Jean Rouch est un ingénieur des ponts et chaussées devenu ethnologue et cinéaste. Ancien assistant de Jean Renoir et précurseur de la nouvelle vague, il fait partie du courant dynamique de l’ethnologie. En effet, il rompt avec l’anthropologie colonialiste des années trente et se spécialise dans l’approche des populations africaines et notamment celles du Niger (les songhaï). Tout comme en 1951 avec Yénendi, les hommes qui font la pluie, en 1954 avec les maîtres fous, ou en 1956 avec Mammy water, Jean Rouch réalise en 1972 un autre film (Les tambours d’avant / Tourou et Bitti) qui fera partie de ce qu’on appellera alors « Le ciné-transe ». En effet, le cinéaste ethnologue s’attache dans ces films-là, à montrer l’installation d’un rituel de transe dans les populations africaines. Il porte donc un regard sur autrui à travers l’œil de verre de la caméra.

Nous étudierons donc les tambours d’avant en essayant de déceler la singularité de ce court-métrage réalisé dans le village de Smiri au Zermaganda du Niger. Dans cette tribu, les villageois organisaient une danse de possession pour demander aux génies de la brousse, la protection des récoltes futures contre les sauterelles ; mais la transe ne prenait pas jusqu’à l’arrivée du cinéaste ethnologue. Nous analyserons donc les différents choix et thèmes de mise en scène (l’utilisation du plan séquence, de la voix off, des thèmes de la rencontre et du cycle) ainsi que les multiples terrains de réflexion que le film de Jean Rouch peut soulever (notamment sur la position du cinéaste puisque son travail semble combiner l’héritage des deux fondateurs du cinéma documentaire qui possèdent une démarche opposée : Robert Flaherty et Dziga Vertov).

Tout d’abord, dans ce court-métrage Jean Rouch tente de rapprocher la caméra le plus possible du regard humain (elle est en couleur, en son synchrone, en temps réel grâce à l’utilisation du plan-séquence).
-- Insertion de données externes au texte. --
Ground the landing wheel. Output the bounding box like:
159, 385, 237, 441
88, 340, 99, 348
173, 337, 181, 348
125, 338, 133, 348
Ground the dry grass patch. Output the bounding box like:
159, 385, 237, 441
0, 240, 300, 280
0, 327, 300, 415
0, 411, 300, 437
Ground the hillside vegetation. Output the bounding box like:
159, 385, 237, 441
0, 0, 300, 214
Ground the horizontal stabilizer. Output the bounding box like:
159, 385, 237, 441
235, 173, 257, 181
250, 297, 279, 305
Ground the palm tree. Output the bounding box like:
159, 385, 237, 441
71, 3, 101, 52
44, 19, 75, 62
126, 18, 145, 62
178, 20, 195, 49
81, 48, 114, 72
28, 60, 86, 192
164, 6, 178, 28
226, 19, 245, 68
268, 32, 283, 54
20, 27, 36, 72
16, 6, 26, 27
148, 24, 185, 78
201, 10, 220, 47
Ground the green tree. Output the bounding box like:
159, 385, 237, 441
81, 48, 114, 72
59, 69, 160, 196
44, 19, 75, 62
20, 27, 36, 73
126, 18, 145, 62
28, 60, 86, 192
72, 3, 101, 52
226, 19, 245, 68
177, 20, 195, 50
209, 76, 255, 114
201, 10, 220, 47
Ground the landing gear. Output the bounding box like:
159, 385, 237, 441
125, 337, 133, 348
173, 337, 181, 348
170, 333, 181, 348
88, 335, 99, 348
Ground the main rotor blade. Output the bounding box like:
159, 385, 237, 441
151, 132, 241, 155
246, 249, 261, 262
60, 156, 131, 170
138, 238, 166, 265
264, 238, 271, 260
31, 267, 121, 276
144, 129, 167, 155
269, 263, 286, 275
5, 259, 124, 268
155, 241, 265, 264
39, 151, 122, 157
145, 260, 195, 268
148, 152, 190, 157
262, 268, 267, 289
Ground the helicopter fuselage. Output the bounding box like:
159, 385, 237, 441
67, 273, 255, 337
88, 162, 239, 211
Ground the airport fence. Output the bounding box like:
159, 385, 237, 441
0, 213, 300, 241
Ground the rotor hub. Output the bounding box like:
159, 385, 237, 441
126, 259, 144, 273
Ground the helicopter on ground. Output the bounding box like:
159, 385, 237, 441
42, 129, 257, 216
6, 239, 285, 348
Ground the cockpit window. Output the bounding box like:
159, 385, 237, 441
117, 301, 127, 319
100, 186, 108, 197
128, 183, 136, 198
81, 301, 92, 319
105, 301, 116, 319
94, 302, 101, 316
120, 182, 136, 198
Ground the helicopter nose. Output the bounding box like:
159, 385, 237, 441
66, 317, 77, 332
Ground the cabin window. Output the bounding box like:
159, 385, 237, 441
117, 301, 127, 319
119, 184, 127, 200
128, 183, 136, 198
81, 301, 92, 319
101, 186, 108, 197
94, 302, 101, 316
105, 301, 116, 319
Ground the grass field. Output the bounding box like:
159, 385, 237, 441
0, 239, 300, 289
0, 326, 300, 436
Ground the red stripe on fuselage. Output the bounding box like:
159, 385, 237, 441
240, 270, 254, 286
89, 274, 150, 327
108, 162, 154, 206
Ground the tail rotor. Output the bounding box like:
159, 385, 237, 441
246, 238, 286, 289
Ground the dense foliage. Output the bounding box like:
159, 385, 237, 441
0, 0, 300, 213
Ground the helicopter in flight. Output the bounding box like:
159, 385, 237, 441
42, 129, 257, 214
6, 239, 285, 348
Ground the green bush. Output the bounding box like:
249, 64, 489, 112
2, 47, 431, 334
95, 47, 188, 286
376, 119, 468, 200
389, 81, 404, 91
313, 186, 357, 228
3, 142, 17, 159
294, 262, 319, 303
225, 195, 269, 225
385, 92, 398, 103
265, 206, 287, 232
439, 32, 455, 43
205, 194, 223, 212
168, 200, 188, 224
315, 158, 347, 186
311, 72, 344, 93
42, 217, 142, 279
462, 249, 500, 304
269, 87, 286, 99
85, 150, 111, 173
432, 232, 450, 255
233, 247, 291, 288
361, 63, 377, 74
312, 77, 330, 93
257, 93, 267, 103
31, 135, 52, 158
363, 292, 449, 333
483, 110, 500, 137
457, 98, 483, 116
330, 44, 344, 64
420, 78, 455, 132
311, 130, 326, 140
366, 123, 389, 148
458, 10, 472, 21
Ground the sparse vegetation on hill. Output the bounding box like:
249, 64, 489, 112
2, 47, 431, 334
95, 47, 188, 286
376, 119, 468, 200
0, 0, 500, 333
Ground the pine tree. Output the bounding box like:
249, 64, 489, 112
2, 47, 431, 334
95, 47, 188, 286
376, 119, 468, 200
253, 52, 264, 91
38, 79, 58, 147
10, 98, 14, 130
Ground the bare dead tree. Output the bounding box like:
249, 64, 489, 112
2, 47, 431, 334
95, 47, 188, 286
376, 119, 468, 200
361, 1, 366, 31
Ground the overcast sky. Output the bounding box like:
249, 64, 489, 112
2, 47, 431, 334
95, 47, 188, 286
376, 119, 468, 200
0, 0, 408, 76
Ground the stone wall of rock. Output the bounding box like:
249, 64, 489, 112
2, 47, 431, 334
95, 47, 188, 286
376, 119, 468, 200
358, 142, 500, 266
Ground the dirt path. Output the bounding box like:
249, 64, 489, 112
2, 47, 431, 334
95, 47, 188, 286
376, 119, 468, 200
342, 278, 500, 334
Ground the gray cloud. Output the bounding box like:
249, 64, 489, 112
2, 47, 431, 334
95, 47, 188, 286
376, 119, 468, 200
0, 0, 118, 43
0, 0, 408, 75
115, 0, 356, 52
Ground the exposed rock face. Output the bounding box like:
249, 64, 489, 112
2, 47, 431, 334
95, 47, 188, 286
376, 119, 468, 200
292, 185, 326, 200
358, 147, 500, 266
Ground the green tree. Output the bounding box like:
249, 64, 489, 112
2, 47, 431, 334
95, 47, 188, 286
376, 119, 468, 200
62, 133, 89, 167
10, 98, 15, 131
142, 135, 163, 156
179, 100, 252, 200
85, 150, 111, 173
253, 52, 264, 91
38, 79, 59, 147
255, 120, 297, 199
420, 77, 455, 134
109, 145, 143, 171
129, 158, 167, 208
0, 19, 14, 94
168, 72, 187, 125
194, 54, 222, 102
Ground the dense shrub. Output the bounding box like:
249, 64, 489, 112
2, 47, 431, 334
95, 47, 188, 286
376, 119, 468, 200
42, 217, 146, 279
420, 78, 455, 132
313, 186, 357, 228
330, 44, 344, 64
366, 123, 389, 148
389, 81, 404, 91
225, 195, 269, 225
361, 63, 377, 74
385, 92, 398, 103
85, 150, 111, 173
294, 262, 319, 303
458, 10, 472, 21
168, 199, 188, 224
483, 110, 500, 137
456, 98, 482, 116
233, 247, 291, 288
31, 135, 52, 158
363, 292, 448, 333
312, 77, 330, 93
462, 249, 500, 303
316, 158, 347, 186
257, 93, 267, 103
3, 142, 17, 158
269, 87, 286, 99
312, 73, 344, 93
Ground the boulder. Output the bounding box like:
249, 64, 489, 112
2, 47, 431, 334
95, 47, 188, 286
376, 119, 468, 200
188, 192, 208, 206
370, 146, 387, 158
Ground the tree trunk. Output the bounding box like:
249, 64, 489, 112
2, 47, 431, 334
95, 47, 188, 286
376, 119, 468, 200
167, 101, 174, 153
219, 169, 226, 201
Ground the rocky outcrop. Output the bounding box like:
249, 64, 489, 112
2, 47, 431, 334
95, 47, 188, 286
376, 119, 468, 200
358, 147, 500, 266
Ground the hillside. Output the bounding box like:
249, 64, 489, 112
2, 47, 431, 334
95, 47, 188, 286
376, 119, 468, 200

Ainsi, le cinéaste se situe au plus près de la réalité et de la population, et évite alors toute distance. Effectivement, il se rapproche toujours le plus possible des hommes. Grâce à cette proximité de la caméra avec les personnes filmées, on découvre l’importance de la rencontre pour Jean Rouch. Ce thème est central dans son travail. En effet, c’est la rencontre avec autrui qui fait avancer la caméra et qui lui permet de présenter les lieux, les évènements et les personnages au spectateur.

Le film est composé de deux plans, dans le premier, Jean Rouch présente ses intentions et prépare le spectateur en expliquant le contexte et le but de cet « essai de cinéma à la première personne ». Ce premier plan du film nous montre l’extérieur du village et la caméra qui s’en rapproche. Le cinéaste décide de terminer ce premier plan sur un mouvement descendant de la caméra qui semble pointer du doigt le sol, la terre. Cette terre qui est sèche et qui rappelle la motivation du rituel : demander au génie de la brousse la protection des récoltes. Ensuite, le second plan dure environ 8 minutes et permet à Jean Rouch de se poser la question de la valeur et de l’intérêt d’un plan sans aucune coupe ; d’un plan séquence. Ce second plan débute alors sur une ouverture au noir. Le cinéaste se situe alors à l’extérieur du village, il est séparé par les palissades qui entourent la concession. Jean Rouch va ensuite avancer, caméra à l’épaule, grâce aux différentes rencontres avec les hommes du village. En effet, il suit tout d’abord le premier homme habillé de blanc qui l’attendait à l’entrée (« le Zimma Daouda Sido »). C’est à partir de cette personne que le spectateur va découvrir l’espace.

Le cinéaste suit l’homme pas à pas, en regardant d’un côté et de l’autre, comme si la caméra investissait et repérait les lieux ; nous voyons alors le parc des moutons et des chèvres qui seront sacrifiés dans les rituels futurs (sur la gauche), les femmes et les hangars vides des chevaux (sur la droite) avant de découvrir un espace en cercle formé par les habitants du village.

D’ailleurs, le motif circulaire se retrouve à plusieurs reprises dans le film. En effet, Jean Rouch choisit une dynamique circulaire où nous entrons dans une concession pour ensuite découvrir le cercle du spectacle avec des danseurs et des musiciens. La caméra se rapprochera plus tard d’un tambour pour le montrer en gros plan ; celui–ci possède également cette forme géométrique ronde. Enfin Jean Rouch se retire du rituel pour se trouver à la place du spectateur de la transe et finit son film comme il l’avait commencé par le noir grâce à un fondu. Cette dynamique circulaire que prend le film semble signifier que ce qu’il nous a montré est un rituel, donc il se reproduit, il peut être répété comme un cycle.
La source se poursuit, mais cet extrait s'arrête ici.